Since Yushchenko's victory in a re-run election in December, growth in Ukraine's $65 billion economy has faltered and citizens say corruption remains as rife as in the days of his predecessor Leonid Kuchma, who was criticized for stifling free speech and fixing asset sales. Millions poured onto the streets of Kiev last November after Kuchma's preferred successor was declared the winner of rigged presidential elections. Yushchenko promised more democracy, closer ties to the European Union, and rising living standards.
Campaigning for the March 26 parliamentary elections began on Nov. 26. The head of the winning party will become prime minister, whose powers will be expanded for the first time to include some responsibilities now held by the president, including the right to appoint the cabinet. Parties have until Dec. 25 to pick candidates.
The Regions Party, led by former Prime Minister Viktor Yanukovych, Kuchma's candidate who ran against Yushchenko for the presidency last year, ranked first with 17.4 percent support, according to the Razumkov Center survey.
Timoshenko's alliance, which she has cobbled together since her dismissal on Sept. 8, placed second with 12.8 percent.
"Such diverse political groups were united under the Orange banner that they were bound to split after they won, simply because the political ambitions of each of the groups' leaders were too high," said Oleksandr Lytvynenko, a researcher at the Kiev-based Center for Political and Economic Studies. "On top of that, the president didn't have enough political will to push through economic and political changes.''
Yanukovych's victory sparked the revolution when U.S. and EU observers ruled the balloting was rife with fraud. The results were voided after millions of people, many wearing the orange color of Yushchenko's party, demonstrated on Independence Square and across the former Soviet republic.
Yushchenko won the re-run election Dec. 26 and was sworn into office Jan. 21.

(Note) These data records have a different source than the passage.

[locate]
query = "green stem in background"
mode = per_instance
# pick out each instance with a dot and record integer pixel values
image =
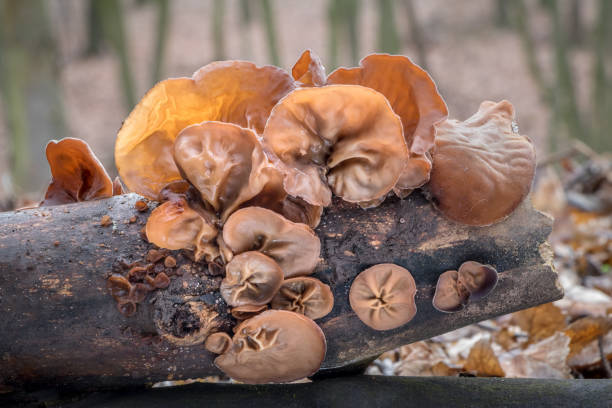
(218, 16)
(270, 24)
(388, 37)
(111, 15)
(163, 16)
(416, 33)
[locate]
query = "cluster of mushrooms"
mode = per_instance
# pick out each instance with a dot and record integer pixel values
(243, 160)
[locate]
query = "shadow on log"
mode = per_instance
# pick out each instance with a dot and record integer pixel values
(61, 326)
(359, 391)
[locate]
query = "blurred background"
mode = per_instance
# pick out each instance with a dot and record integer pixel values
(77, 67)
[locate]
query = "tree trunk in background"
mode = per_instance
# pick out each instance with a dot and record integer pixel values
(64, 328)
(31, 93)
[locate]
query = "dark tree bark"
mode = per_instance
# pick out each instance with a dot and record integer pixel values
(60, 325)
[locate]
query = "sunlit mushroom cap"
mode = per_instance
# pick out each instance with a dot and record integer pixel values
(308, 296)
(229, 91)
(293, 246)
(251, 278)
(274, 346)
(450, 295)
(410, 90)
(383, 296)
(482, 170)
(477, 278)
(341, 138)
(224, 162)
(308, 70)
(218, 342)
(175, 225)
(77, 174)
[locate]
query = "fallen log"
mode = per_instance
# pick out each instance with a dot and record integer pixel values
(60, 325)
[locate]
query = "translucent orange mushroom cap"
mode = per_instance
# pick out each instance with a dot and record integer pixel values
(229, 91)
(77, 174)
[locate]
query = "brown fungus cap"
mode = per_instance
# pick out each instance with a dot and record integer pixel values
(251, 278)
(477, 278)
(308, 70)
(175, 225)
(304, 295)
(229, 91)
(450, 295)
(341, 138)
(224, 162)
(274, 346)
(218, 342)
(482, 170)
(293, 246)
(383, 296)
(77, 174)
(410, 90)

"There is disappointment," said Olha Hnotovska, a 45-year-old university employee who took part in the street protests last year that brought Yushchenko, 51, to power. She spoke after the Nov. 23 rally on Kiev's Independence Square. "The revolution wasn't about personalities. We were defending the freedom to choose."

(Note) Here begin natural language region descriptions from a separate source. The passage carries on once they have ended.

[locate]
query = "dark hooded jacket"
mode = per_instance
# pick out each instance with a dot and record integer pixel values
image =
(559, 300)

Yushchenko dismissed his cabinet on Sept. 8 amid accusations of graft and accepted the resignation of his head of national security, Petro Poroshenko.
Timoshenko, who stood at Yushchenko's side during the revolution, was fired after Yushchenko said he lost confidence in her ability to improve the economy and fight corruption.
The economy may expand 4 percent this year, one-third the pace of 2004, after companies deferred investments following government seizures of properties that were sold by Kuchma at discount prices.
The annual inflation rate will probably top 10 percent this year, Yushchenko said Nov. 22, higher than the 8 percent he forecast on June 16. The trade deficit by September ballooned to $748 million from a surplus in July, as exports waned. The average monthly wage of $133 a month is still a fraction of Germany's $4,500 a month.
"The economy can't get much worse; it will improve, because there is a new, competent, government in place now," said Marianna Kozintseva, New-York based emerging market strategist at Bear Stearns Cos. "Growth slowed because of major mistakes by Timoshenko's government."
Lawmakers have yet to approve changes that would harmonize Ukrainian laws with those of the World Trade Organization's members. Ukraine, which has been trying to join the WTO since 1997, may enter the organization next year, after missing a 2005 deadline, Yushchenko said on Nov. 22.
Since her dismissal, Timoshenko has criticized Yushchenko, saying the administration of her successor, Prime Minister Yuriy Yekhanurov, is too closely allied with the nation's richest businessmen.
She said on Nov. 22 that the two political leaders should patch up their differences and work together during the campaign to ensure Yanukovych doesn't take power.
"If we don't stick together, Yanukovych will have his revenge," Timoshenko said in a Nov. 22 speech. "This isn't just a possibility. There is a 100 percent chance of this happening."
Lytvynenko at the Center for Political and Economic Studies, didn't rule out a coalition of Yushchenko, Timoshenko and Yanukovych.
"The majority will be formed by this troika, as none of them will be able to form a majority all by themselves," he said.